Im Interview mit dem Fraunhofer IAF spricht Dr. Stephan Guttowski, Geschäftsstellenleiter der Forschungsfabrik Mikroelektronik Deutschland (FMD), über die Ziele, Herausforderungen sowie technischen und politischen Hintergründe der APECS-Pilotlinie. Das Interview stammt aus dem Fraunhofer IAF-Jahresbericht 2024/25 »Transfer for Industry«.

Worin bestehen aktuell und in absehbarer Zukunft die größten Herausforderungen für die europäische Halbleiterindustrie?

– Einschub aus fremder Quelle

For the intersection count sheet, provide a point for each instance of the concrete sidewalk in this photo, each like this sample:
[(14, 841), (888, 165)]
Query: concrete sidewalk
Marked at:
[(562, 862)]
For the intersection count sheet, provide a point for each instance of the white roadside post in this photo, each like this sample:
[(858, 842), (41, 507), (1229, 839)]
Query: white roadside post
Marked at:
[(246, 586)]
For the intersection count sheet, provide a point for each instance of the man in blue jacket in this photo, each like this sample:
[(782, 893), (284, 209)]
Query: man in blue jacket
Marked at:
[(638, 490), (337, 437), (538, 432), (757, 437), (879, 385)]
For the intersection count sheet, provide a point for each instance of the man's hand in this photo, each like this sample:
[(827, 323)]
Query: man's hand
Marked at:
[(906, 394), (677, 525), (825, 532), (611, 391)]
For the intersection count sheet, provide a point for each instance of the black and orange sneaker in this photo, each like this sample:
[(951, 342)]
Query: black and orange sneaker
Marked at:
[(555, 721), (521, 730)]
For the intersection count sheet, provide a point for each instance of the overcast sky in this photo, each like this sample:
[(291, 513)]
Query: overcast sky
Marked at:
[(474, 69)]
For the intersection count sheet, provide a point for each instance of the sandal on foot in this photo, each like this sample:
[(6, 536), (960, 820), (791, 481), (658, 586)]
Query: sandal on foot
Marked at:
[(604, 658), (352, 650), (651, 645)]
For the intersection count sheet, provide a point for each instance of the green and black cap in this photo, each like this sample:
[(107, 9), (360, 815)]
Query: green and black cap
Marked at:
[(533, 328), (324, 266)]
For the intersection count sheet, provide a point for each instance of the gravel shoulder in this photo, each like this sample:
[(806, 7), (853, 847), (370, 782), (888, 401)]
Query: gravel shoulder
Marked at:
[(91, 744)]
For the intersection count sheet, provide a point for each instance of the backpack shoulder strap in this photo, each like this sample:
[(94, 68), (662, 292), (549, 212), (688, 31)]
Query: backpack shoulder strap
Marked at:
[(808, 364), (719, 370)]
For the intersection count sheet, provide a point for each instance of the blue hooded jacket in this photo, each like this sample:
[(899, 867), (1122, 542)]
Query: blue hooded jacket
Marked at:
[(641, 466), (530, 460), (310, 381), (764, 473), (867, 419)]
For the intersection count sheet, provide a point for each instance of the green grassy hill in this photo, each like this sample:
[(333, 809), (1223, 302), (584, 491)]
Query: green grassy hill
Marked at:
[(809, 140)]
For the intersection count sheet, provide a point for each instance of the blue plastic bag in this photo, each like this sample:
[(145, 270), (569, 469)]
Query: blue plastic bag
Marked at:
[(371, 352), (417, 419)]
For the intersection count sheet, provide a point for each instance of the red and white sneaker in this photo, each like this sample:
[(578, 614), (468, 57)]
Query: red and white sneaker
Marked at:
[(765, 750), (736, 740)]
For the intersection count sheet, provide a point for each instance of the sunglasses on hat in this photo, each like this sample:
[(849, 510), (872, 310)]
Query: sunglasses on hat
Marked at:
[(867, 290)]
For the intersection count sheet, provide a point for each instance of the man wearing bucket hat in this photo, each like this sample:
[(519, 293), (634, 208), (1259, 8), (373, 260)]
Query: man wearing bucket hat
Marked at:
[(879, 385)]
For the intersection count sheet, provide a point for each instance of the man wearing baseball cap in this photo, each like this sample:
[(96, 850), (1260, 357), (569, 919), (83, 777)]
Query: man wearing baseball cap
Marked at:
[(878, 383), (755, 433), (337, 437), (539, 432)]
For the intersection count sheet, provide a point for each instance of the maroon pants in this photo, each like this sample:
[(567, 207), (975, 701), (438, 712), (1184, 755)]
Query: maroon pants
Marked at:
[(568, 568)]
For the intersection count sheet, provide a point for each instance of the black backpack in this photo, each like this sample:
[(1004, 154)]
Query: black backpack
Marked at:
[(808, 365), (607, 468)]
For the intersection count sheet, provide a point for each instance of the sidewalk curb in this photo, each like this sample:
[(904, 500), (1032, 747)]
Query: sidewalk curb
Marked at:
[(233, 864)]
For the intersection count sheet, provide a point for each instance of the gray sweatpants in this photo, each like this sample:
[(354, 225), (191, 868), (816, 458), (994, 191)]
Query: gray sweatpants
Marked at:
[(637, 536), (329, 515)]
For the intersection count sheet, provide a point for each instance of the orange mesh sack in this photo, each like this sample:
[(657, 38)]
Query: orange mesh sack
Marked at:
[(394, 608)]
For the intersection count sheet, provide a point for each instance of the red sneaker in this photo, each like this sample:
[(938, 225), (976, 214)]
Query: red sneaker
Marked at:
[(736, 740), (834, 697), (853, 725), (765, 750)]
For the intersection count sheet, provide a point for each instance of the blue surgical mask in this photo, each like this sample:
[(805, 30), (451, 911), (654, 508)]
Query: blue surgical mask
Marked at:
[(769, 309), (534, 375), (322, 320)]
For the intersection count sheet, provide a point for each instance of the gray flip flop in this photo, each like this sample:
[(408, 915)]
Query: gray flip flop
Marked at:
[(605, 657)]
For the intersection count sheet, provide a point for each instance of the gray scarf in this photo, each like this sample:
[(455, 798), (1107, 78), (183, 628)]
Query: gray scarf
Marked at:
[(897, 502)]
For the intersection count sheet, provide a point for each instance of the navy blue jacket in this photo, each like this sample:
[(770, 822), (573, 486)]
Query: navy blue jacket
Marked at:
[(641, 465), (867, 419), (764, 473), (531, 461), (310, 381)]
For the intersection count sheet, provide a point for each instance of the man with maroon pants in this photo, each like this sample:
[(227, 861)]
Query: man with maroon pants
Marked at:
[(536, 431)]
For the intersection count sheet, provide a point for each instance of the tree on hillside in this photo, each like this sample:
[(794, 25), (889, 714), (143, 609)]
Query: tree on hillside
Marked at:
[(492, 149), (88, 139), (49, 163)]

Europa verfügt über ein dynamisches Ökosystem aus führenden Unternehmen, kleinen und mittleren Unternehmen sowie Start-ups, deren Wettbewerbsvorteil auf fortschrittlichen Halbleiterlösungen beruht. Diesen Unternehmen fehlt aber oft der Zugang zu fortschrittlichen Technologien mit den zugehörigen Design- und Testkompetenzen, da die Ressourcen in Europa begrenzt sind. Unsere europäische Halbleiterindustrie steht also vor einigen großen Herausforderungen in der kommenden Zeit. Eine der drängendsten ist die starke Abhängigkeit von globalen Liefer- und Wertschöpfungsketten, insbesondere aus Asien und den USA, was die Resilienz der gesamten Halbleiterbranche extrem gefährdet. Zudem steigt auch der weltweite Wettbewerb um Technologieführerschaft, während gleichzeitig aber der stetig wachsende Fachkräftemangel in Europa die Innovationskraft hemmt. Hohe Investitionskosten für moderne Fertigungstechnologien und -anlagen sowie der wachsende Bedarf an energieeffizienten und leistungsstarken Chips stellen weitere Hürden dar.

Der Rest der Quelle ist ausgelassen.